Vi un pasado del que me arrepiento enormemente; vi un presente que me llenó de paz y vi un futuro al que espero nunca dar la espalda.
Antes de marcharse, me dejó una petición:
“Dile a tu mujer que me gustaría verla y ese día os invito a un café”
Lo pensó un segundo y añadió…
“Claro, si tengo dinero para invitaros…”
Marchó por donde vino dejando en ese banco a un guiñapo más que a un hombre. Un guiñapo al que con todo el amor del mundo, le “partieron la cara” con una lección de lo que debo ser y no soy.
Miré al frente cuando comenzaba a asomar un Señor expuesto en el interior de una custodia, aunque nadie podrá cambiar mi opinión si digo que ese mismo Señor acababa de marcharse de mi lado.
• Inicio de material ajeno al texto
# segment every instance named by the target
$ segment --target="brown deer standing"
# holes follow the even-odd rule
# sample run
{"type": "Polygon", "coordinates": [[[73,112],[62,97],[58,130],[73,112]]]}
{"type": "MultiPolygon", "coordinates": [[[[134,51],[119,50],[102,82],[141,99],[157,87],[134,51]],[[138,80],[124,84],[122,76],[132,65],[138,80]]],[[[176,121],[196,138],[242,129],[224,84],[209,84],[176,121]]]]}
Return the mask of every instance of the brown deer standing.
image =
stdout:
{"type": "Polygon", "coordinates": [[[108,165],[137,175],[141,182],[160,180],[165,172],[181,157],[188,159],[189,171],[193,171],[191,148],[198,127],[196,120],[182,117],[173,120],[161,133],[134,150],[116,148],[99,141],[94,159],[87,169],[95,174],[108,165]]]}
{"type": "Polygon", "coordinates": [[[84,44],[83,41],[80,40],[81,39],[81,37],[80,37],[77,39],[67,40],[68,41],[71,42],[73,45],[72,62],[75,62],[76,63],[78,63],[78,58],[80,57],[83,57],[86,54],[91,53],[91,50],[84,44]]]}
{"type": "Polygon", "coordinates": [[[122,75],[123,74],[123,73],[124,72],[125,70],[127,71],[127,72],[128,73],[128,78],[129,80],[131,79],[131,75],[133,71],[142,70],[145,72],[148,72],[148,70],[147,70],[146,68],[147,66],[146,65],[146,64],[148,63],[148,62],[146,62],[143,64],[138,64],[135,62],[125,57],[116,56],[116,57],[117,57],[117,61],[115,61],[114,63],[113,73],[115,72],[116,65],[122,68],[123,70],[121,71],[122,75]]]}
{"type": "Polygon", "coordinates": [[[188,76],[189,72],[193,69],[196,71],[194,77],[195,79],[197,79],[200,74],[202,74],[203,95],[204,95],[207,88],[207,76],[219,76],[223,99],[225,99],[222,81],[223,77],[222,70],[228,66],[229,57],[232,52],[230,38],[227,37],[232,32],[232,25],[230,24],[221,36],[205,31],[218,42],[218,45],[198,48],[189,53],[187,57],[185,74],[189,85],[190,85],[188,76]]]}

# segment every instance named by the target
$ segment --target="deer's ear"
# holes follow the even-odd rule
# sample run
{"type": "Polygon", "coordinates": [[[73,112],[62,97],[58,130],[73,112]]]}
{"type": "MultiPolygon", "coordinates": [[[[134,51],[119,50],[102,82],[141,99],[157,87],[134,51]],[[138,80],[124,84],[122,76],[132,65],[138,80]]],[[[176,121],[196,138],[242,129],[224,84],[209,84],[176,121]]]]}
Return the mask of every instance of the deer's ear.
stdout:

*Dedicado a esa mujer que me sonrió con su mirada, con todo mi agradecimiento, cariño y arrepentimiento sincero por no demostrarle nunca lo que pretendo ser y por obligarme a tener una reunión larga conmigo mismo.
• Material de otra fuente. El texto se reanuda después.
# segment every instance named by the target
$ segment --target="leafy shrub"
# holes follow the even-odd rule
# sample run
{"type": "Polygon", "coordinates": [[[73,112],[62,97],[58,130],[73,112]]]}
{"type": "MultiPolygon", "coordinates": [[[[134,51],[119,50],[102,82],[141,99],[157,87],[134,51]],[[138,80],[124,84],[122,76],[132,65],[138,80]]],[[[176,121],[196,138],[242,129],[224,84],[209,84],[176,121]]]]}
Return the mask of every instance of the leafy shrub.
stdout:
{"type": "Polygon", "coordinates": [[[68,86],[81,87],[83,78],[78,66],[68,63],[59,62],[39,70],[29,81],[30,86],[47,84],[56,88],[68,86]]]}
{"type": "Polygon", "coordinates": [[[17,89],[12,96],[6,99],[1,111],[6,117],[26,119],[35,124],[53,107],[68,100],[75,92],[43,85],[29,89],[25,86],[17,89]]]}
martes, 11 de septiembre de 2018

Detrás de la muralla


Un viaje, una peregrinación, un deseo, una esperanza entre interrogantes.
Marcharon cristianos, católicos, parroquianos, amigos y conocidos a tierras lejanas, pero Tierras Santas.
Dos motivos principales impidieron unirme a ellos. El primero y primordial, mi situación económica que me hace poco aconsejable realizar desembolsos de este calibre.
Y una segunda que siendo o considerándome creyente, pudiera parecer antagónica con ese viaje. Siempre he pensado que un viaje, una peregrinación así, debe ser algo muy íntimo; sin prisas, sin horarios que cumplir, sin marabuntas de gentes ni ruidos. Con momentos para la interiorización completa; con silencios en silencio; con plegarias mirando al cielo y no a la hora de un reloj. Algo que era imposible de verse cumplido en este tipo de peregrinaciones organizadas en grupo.
Viajar por tanto, no viajé. No pisé Tierra Santa, pero estuve. Estuve en pensamiento y oraciones. Con un deseo claro en las plegarias que no era otro que el éxito espiritual de esa avanzadilla de unos pocos con los que también en la distancia íbamos muchos.
Pedí por encontrarme a su vuelta unos ojos con brillo color Dios; pedí por uniones de brazos más que de boquillas; pedí por alegrías vestidas de humilde gala; pedí por abrazos sinceros de hermanos en la fe; pedí, pedí, pedí…
y no hallé.
Quizás mucho pedí; quizás mucho esperé.
Pasaron los días, hablé con varios, me crucé con otros y observé a todos. De todos los colores, tamaños y género.
Quise saber, siendo todo oídos; quise escuchar y sentir removerse en mí una pizca de otros tiempos de parroquia alegre, aparentemente unida y con ganas de no demostrar cosas sino de serlo. Aquellos tiempos de risas comunes, lágrimas compartidas y esfuerzo por un bien común.
Y no lo hallé.
He encontrado incluso frialdades de palabra y obra, orgullos sempiternos que ni el polvo de un desierto consiguieron ocultar; pensamientos llenos de ruidos malsanos y en general, un punto y seguido en un capítulo que no acaba nunca en uno nuevo y mejor en la historia que entre todos pienso yo deberíamos escribir.
Quizás alguna chispa, un atisbo de brillo en los ojos, unas palabras extrañamente pronunciadas en un tono de esperanza; pero poco más.
¿Quién soy yo para sentenciar esto? Nadie. Sólo un simple opinante que opina.
Sólo un tipo que observa, intenta escuchar más que oír y sentir más que ver. Así lo pienso y así lo digo.
No obstante, seré positivo y pensaré que tiempo al tiempo; que ese grupo que partió, que ese grupo que regresó, trajo consigo en alguno de sus miembros una semilla que necesita reposo, cuidados y madurez para alcanzar la plenitud que particular y “egoístamente” en el momento actual, pienso se quedó a muchos kilómetros de aquí detrás de una muralla.